Because, to be honest, nothing had happened.
"But I said I'm sorry," the gormless 'student' would complain if I pointed out it wasn't a real heartfelt, 'I won't do it again' statement. It was a gesture, that was all, and having gestured they could get on with doing bugger-all in the lesson.
So the word sorry is devalued by overuse. We have people emerging from courts, for example, moaning that the person in the dock didn't say sorry for something they did when they shouldn't. The words were missing when the perp was sent down, and annoyance has to be vented. "if only he had said he was sorry!"
Well, a few idle words won't make anything right that has been wronged. A few words, soon said, quickly forgotten. I would rather a perp didn't do it again than just say sorry as if that magically makes it all okay.
Though we live in an age of many things, interestingly it is an age dominated by apologies. We apologise, or expected to say sorry, for things either real or imagined. We may have to apologise for that which was not anything to do with us. Our forebears did it, so let's say sorry. We are expected to weep with sorrow at what our ancestors did and perhaps never actually did. However Once It Has Been Decided It Was So then apologies must flow.
And yet, the funny thing is the apologies don't actually seem to make one iota of difference. You can say sorry until you are blue in the face and things broken aren't fixed.

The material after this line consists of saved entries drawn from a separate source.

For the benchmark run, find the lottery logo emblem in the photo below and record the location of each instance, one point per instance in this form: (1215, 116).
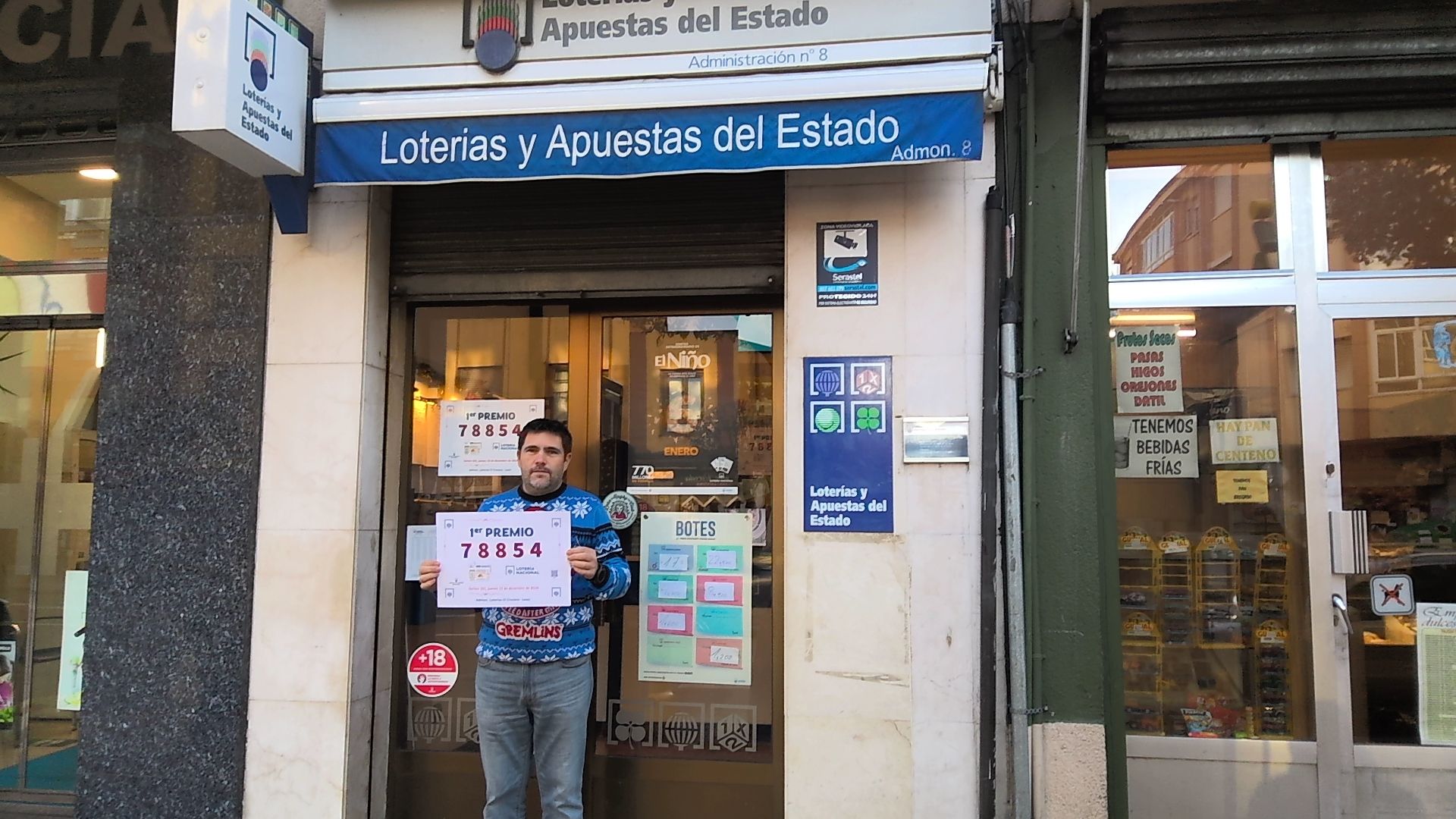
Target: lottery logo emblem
(827, 379)
(829, 417)
(261, 49)
(870, 416)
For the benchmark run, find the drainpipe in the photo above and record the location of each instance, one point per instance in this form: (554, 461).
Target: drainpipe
(1015, 566)
(990, 711)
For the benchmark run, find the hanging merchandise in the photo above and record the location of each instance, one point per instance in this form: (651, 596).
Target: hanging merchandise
(1216, 579)
(1272, 637)
(1142, 639)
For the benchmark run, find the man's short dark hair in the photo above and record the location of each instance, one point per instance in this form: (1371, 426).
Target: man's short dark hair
(546, 426)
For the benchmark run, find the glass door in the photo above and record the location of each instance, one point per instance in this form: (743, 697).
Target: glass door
(688, 676)
(49, 391)
(1395, 398)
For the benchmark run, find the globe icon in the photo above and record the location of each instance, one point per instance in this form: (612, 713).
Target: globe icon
(430, 723)
(826, 382)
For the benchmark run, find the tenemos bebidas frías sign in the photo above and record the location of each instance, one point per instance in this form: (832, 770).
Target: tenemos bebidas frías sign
(881, 130)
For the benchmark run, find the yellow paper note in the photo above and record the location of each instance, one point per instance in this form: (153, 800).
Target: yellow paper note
(1244, 485)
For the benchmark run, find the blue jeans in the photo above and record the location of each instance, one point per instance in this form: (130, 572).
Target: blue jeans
(533, 710)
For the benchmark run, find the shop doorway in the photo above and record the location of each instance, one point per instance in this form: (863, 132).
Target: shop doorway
(673, 411)
(50, 373)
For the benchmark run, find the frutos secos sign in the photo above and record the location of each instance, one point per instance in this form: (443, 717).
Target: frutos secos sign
(242, 83)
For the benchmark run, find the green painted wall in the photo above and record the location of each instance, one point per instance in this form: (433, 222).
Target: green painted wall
(1074, 653)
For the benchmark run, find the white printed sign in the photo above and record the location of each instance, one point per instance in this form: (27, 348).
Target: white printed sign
(1436, 672)
(724, 654)
(1149, 369)
(503, 558)
(672, 589)
(240, 88)
(718, 592)
(1392, 595)
(479, 438)
(1244, 441)
(419, 545)
(1155, 447)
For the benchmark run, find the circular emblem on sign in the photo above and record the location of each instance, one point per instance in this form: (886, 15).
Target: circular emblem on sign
(827, 420)
(258, 71)
(622, 509)
(433, 670)
(497, 41)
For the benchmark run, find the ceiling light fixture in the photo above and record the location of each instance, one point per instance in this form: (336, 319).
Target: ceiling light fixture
(1153, 318)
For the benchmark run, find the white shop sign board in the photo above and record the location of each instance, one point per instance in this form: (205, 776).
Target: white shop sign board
(240, 89)
(1155, 447)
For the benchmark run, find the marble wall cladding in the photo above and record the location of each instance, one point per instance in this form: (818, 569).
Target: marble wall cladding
(884, 661)
(321, 515)
(177, 483)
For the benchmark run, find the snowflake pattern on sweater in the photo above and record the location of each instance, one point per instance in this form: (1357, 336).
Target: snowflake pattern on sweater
(561, 632)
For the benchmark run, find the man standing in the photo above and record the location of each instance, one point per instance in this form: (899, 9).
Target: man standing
(533, 673)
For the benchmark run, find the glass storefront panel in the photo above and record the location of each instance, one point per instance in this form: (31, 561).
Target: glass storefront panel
(1397, 400)
(1212, 556)
(462, 354)
(695, 435)
(1389, 203)
(1191, 210)
(49, 391)
(55, 218)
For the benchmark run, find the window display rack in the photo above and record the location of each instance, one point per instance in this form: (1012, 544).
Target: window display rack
(1204, 634)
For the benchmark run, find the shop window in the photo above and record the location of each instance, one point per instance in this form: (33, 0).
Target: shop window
(1225, 196)
(1398, 464)
(1212, 560)
(1413, 354)
(55, 218)
(1158, 246)
(1389, 203)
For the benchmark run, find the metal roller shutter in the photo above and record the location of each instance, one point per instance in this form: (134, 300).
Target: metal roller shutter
(1266, 69)
(592, 237)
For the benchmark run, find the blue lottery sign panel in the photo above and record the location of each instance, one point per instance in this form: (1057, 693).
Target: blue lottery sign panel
(848, 445)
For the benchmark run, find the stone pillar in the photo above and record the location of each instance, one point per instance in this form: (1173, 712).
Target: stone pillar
(319, 515)
(881, 635)
(169, 615)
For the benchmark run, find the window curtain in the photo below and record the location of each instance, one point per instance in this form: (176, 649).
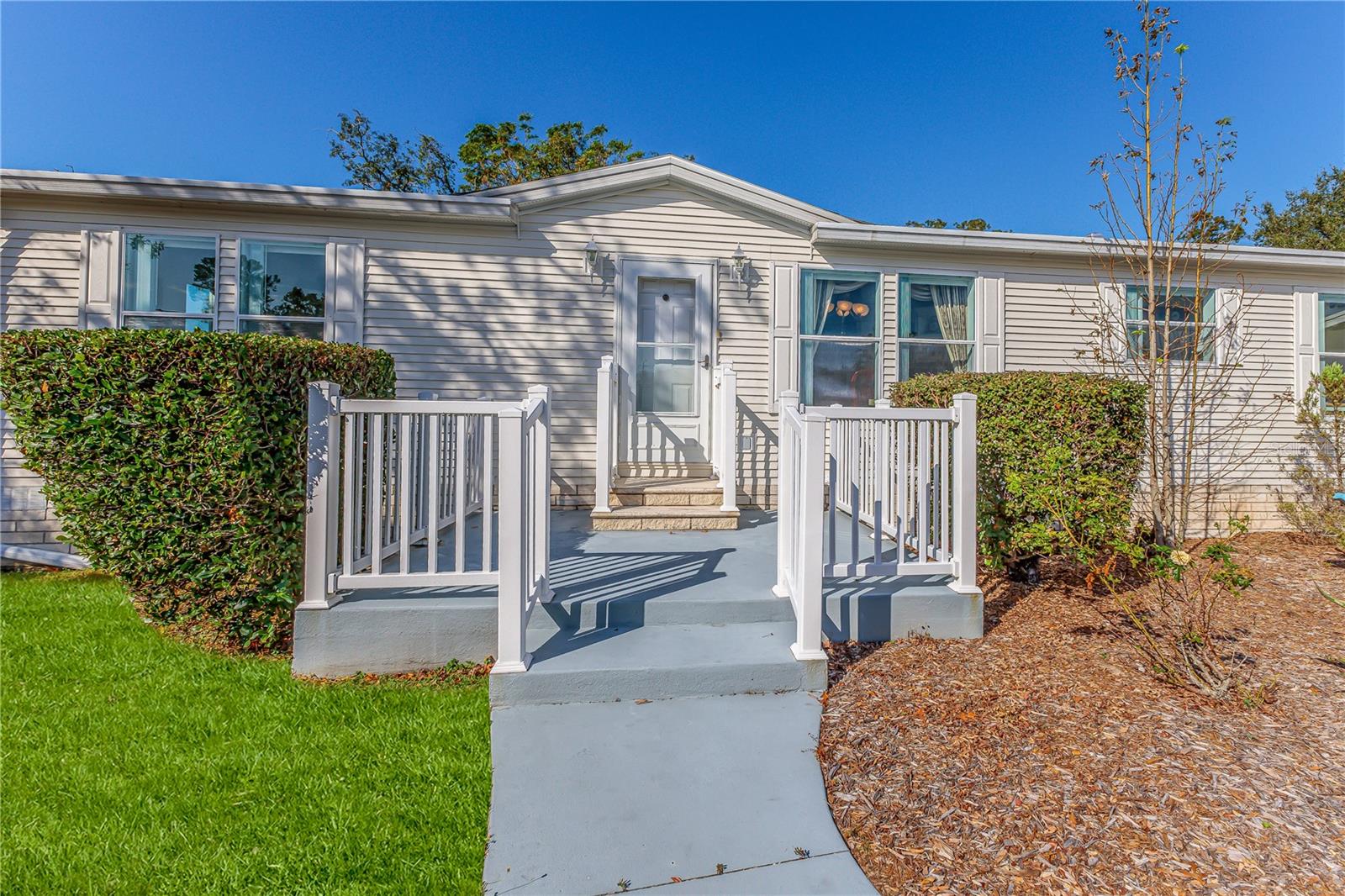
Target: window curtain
(952, 304)
(824, 293)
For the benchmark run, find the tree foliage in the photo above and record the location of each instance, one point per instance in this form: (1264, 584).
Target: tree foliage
(1313, 219)
(491, 155)
(970, 224)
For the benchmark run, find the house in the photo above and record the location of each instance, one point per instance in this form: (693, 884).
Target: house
(666, 266)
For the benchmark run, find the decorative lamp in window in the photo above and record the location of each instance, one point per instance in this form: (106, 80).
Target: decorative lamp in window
(1183, 322)
(170, 282)
(935, 324)
(282, 288)
(838, 336)
(1331, 334)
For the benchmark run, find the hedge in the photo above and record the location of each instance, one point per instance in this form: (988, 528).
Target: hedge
(1052, 447)
(175, 461)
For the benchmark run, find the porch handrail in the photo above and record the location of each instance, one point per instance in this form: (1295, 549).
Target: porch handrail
(389, 478)
(605, 445)
(907, 474)
(724, 430)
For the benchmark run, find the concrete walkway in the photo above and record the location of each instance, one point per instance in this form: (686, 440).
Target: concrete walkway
(589, 797)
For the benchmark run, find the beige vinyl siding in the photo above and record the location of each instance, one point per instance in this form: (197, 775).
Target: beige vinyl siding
(502, 311)
(40, 287)
(477, 309)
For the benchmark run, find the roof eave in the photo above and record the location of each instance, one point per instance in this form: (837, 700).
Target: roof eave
(878, 237)
(327, 201)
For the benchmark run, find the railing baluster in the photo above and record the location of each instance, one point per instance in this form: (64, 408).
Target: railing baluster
(404, 492)
(432, 497)
(459, 493)
(488, 492)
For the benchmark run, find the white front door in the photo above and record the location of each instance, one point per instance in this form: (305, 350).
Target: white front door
(665, 331)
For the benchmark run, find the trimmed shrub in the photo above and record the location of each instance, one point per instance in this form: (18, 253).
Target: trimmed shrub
(175, 461)
(1051, 447)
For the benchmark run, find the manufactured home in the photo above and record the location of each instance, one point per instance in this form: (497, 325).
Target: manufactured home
(657, 343)
(670, 268)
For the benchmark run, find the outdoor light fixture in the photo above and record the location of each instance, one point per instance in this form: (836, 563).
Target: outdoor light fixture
(741, 266)
(592, 257)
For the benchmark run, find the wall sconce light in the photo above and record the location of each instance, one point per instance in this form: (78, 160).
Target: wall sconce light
(592, 257)
(739, 272)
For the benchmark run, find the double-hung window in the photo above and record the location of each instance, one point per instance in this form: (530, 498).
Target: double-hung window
(935, 324)
(168, 282)
(1331, 329)
(1185, 315)
(840, 331)
(282, 288)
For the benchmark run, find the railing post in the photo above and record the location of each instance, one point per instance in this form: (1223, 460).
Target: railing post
(603, 472)
(965, 493)
(809, 645)
(730, 437)
(513, 656)
(786, 517)
(322, 493)
(542, 490)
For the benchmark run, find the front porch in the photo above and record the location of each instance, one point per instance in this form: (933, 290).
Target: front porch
(636, 615)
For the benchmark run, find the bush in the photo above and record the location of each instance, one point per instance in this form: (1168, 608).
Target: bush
(1049, 447)
(175, 461)
(1317, 470)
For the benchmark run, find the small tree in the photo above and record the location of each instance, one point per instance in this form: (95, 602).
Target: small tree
(491, 155)
(1318, 468)
(1157, 319)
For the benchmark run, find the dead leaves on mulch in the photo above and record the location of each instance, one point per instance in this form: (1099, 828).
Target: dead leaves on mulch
(1044, 759)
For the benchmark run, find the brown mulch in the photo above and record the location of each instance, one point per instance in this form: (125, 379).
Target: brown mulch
(1044, 759)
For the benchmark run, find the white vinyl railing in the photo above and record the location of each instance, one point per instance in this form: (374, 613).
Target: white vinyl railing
(724, 432)
(605, 455)
(873, 492)
(389, 481)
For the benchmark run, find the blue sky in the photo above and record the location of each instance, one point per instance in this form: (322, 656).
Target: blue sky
(881, 112)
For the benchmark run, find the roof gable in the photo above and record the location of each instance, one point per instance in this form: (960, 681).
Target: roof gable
(631, 177)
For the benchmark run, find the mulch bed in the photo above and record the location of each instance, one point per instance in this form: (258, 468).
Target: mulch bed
(1044, 759)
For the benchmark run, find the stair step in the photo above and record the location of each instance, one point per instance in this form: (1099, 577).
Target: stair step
(663, 519)
(659, 662)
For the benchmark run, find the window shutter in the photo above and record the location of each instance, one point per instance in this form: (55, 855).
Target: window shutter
(990, 323)
(1228, 326)
(1113, 318)
(784, 327)
(346, 280)
(1305, 340)
(100, 282)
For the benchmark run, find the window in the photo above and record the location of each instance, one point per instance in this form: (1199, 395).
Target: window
(1331, 335)
(838, 338)
(935, 324)
(282, 288)
(170, 282)
(1189, 323)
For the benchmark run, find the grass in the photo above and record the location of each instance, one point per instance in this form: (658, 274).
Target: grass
(132, 763)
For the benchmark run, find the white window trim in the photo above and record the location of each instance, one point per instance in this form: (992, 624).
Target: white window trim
(1224, 299)
(329, 287)
(878, 323)
(165, 315)
(974, 309)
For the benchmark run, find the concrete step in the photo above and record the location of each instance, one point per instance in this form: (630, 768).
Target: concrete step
(663, 519)
(651, 492)
(678, 609)
(659, 662)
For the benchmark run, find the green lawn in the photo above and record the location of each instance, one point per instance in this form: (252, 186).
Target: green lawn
(132, 763)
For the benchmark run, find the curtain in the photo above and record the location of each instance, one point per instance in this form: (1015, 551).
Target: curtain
(950, 306)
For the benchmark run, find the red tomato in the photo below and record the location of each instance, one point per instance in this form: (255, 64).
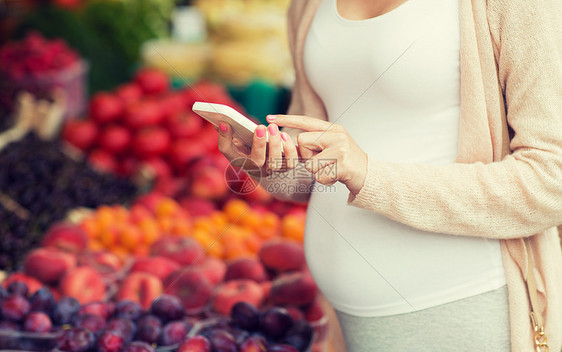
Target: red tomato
(129, 93)
(103, 161)
(115, 139)
(143, 114)
(105, 108)
(80, 133)
(151, 142)
(184, 125)
(152, 81)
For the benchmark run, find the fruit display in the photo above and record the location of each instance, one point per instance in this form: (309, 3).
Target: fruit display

It's something to do with actions and not words, however impressive or heartfelt they may sound.
But the worst thing about this is... It doesn't really matter.
All sorts of peoples and nations have apologised for some war or 'crime' that happened years before, but that isn't the end of it. The reaction of those thus apologised to is to go on being angry or dissatisfied.
"I wanted an apology and it isn't enough!" Seems to be the reaction.
Take slavery. Utterly reprehensible it may be, but sadly it happened. It happened in a different age and was done by people long since dead, who were duly stopped by legislation passed by white governments. You would think therefore it time to move on. But there are people who demand an apology for events of two hundred years before, say, and then are still unhappy.
"We need to put right that all slavery and the white slavers did wrong," comes the cry from the ancestors of the slaves having listened to the apologies. But it often turns out, those apologies that they demanded and got apparently didn't soothe the fevered brow. The fact that white people said sorry for enslaving black people (or rather, buying slaves from black and brown people who made black people slaves in the first place) was of no value.
The apologies from whites was pointless because there are some blacks who still aren't happy about the whole thing.
Anyway, nothing can be done and sorry I raised this point. I promise I won't do it again.